Background: Peritonitis is the major complication of peritoneal dialysis (PD) and has acute morbidity and resources implications. Episodes of peritonitis are associated with higher risk of peritoneal membrane failure. Rapid diagnosis of peritonitis would allow early antibiotic commencement with potential benefits of reduced need for in-patient care and dialysis modality change. This study examined the utility of a rapid peritonitis diagnosis method (Periscreen).

Methods: This was a prospective study in a single unit and included all PD patients presenting with symptoms or signs of peritonitis over 12 months. In each clinical circumstance in which the diagnosis or exclusion of peritonitis was required and in follow-up peritonitis cases, PD fluid was sent for standard laboratory analysis but also tested using the Periscreen strip. The relationship between this rapid diagnostic strip and standard laboratory methods for determination of PD fluid neutrophil count was determined.

Results: This study found the Periscreen strip easy to use and interpret.
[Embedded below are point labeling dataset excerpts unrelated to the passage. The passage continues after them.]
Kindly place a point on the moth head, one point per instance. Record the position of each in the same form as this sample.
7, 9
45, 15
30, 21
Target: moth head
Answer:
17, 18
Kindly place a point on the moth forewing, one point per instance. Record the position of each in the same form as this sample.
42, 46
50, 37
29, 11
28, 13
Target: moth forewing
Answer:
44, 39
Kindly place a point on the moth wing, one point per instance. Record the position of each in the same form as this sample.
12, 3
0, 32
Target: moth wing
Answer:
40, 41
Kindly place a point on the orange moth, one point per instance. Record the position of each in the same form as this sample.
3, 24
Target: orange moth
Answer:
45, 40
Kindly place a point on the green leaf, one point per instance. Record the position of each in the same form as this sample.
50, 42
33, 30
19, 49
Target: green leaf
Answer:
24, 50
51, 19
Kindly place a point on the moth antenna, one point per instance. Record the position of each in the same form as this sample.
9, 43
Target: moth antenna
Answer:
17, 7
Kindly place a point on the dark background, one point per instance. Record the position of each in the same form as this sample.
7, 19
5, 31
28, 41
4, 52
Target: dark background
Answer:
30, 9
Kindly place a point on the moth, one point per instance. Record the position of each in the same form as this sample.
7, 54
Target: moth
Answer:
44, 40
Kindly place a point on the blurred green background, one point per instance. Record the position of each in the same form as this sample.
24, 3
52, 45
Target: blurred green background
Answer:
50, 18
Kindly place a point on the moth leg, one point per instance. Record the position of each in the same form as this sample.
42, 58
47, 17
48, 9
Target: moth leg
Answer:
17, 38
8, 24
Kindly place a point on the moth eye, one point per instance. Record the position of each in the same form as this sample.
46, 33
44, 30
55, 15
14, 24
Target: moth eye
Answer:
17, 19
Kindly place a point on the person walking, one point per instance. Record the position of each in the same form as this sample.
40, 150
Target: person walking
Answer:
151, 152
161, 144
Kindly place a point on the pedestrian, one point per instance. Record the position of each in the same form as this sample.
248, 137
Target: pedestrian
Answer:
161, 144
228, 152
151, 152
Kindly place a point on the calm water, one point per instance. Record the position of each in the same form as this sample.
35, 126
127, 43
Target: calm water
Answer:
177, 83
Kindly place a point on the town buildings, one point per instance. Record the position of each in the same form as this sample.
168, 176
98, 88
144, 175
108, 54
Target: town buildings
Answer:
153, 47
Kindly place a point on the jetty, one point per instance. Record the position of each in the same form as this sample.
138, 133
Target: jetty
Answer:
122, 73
All 17 episodes of peritonitis (defined by ISPD criteria) were detected and results of the strip correlated closely with the laboratory cell count. In this study sensitivity of the Periscreen was 100% and specificity was 98%, positive predictive value was 95.6% and negative predictive value was 100%. Results were equally good in glucose containing fluids and icodextrin.

Conclusions: Periscreen is a sensitive, specific rapid tool for the presumptive diagnosis of peritonitis in PD patients used at the "point of care". Results correlated with the laboratory white cell count, a test that takes longer to perform. Widespread use in PD would aid in the early recognition and treatment of peritonitis.